[SPARK-22839] [K8s] Refactor to unify driver and executor pod builder APIs #20910

mccheah · 2018-03-26T23:06:19Z

What changes were proposed in this pull request?

Breaks down the construction of driver pods and executor pods in a way that uses a common abstraction for both spark-submit creating the driver and KubernetesClusterSchedulerBackend creating the executor. Encourages more code reuse and is more legible than the older approach.

The high-level design is discussed in more detail on the JIRA ticket. This pull request is the implementation of that design with some minor changes in the implementation details.

No user-facing behavior should break as a result of this change.

How was this patch tested?

Migrated all unit tests from the old submission steps architecture to the new architecture. Integration tests should not have to change and pass given that this shouldn't change any outward behavior.

It's now subsumed by the basicdriverfeaturestep.

mccheah · 2018-03-26T23:15:56Z

For all reviewers - this change is very large. Github's interpretation of the diff also doesn't present the changes in the most easily consumed manner.

To account for this, the pull request is best reviewed and understood commit by commit. Each commit roughly translates one component from the old architecture to the new architecture. The changes are incrementally built as follows:

We begin by presenting the base building blocks.
Migrate basic driver configurations.
Migrate mounting Kubernetes credentials in the driver.
Migrate creation of the driver service.
Remove dependency resolution as it is subsumed by BasicDriverFeatureStep.
Migrate mounting user-provided driver secrets.
Wire steps 2-6 above to build the entire driver spec, composing the incremental steps accordingly. Removes all of the remaining old driver-construction code that wasn't removed in steps 2-6.
Move all of the executor construction to use the new architecture as well.

We can alternatively create multiple pull requests to merge this change incrementally, but each intermediate pull request would likely be broken in the K8s functionality. To ensure that master is never in a broken unusable state for K8s, we unfortunately need to merge the entire change at once.

mccheah · 2018-03-26T23:17:41Z

Requesting review from @vanzin , @foxish, @ifilonenko, @liyinan926, @Eje. Any other feedback is welcome!

SparkQA · 2018-03-26T23:21:46Z

Kubernetes integration test starting
URL: https://amplab.cs.berkeley.edu/jenkins/job/testing-k8s-prb-spark-integration/1745/

SparkQA · 2018-03-26T23:24:17Z

Test build #88607 has finished for PR 20910 at commit 67e9ca1.

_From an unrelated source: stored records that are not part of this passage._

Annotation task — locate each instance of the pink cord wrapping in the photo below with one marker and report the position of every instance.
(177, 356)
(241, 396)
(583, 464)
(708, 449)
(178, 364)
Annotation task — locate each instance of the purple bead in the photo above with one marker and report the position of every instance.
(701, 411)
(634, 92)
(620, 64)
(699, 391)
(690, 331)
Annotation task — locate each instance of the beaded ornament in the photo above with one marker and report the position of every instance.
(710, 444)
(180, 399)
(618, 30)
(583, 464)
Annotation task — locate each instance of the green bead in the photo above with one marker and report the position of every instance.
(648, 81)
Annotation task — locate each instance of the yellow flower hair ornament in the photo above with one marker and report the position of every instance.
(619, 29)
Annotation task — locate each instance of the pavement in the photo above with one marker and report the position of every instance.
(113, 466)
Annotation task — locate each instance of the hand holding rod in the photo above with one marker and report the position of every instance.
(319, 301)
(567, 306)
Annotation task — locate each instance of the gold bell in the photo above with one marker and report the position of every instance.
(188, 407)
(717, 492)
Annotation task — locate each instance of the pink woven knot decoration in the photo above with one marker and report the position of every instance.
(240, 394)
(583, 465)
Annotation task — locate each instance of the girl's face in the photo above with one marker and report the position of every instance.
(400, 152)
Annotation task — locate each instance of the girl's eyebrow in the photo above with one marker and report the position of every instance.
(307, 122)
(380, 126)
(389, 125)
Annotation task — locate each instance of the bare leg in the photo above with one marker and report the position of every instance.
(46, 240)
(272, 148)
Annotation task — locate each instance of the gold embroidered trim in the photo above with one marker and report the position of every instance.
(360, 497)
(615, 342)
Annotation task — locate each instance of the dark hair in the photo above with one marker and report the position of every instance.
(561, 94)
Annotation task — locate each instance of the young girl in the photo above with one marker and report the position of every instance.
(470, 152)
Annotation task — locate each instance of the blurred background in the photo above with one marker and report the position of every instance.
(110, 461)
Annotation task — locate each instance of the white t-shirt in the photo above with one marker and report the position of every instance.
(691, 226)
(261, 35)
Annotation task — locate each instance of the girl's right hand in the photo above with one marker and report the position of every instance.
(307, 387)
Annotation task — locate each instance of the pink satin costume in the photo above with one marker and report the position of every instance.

This patch passes all tests.
This patch merges cleanly.
This patch adds no public classes.

mccheah · 2018-03-26T23:24:31Z

...tes/core/src/main/scala/org/apache/spark/deploy/k8s/submit/KubernetesClientApplication.scala

+      clientArguments.mainAppResource,
+      clientArguments.mainClass,
+      clientArguments.driverArgs)
+    val orchestrator = new KubernetesDriverBuilder


Should be builder

mccheah · 2018-03-26T23:26:55Z

...rce-managers/kubernetes/core/src/main/scala/org/apache/spark/deploy/k8s/KubernetesSpec.scala

-      driverContainer = container
-    )
-  }
+private[k8s] object KubernetesSpec {


Probably should just be private[spark]

SparkQA · 2018-03-26T23:36:40Z

Kubernetes integration test status failure
URL: https://amplab.cs.berkeley.edu/jenkins/job/testing-k8s-prb-spark-integration/1745/

liyinan926

Finished the first pass briefly. Overall the new APIs and abstraction look good to me. One thing I would suggest in general is to try to shorten the names of arguments/parameters.

liyinan926 · 2018-03-26T23:30:30Z

...rce-managers/kubernetes/core/src/main/scala/org/apache/spark/deploy/k8s/KubernetesConf.scala

+    .map(str => str.split(",").toSeq)
+    .getOrElse(Seq.empty[String])
+
+  def driverCustomEnvs(): Seq[(String, String)] =


This is driver specific and probably should not be here. What about making custom envs as an argument of the class similarly to labels and annotations? Then createDriverConf below gets the driver custom envs and pass them in. This also works for executor environment variables specified by spark.executorEnv..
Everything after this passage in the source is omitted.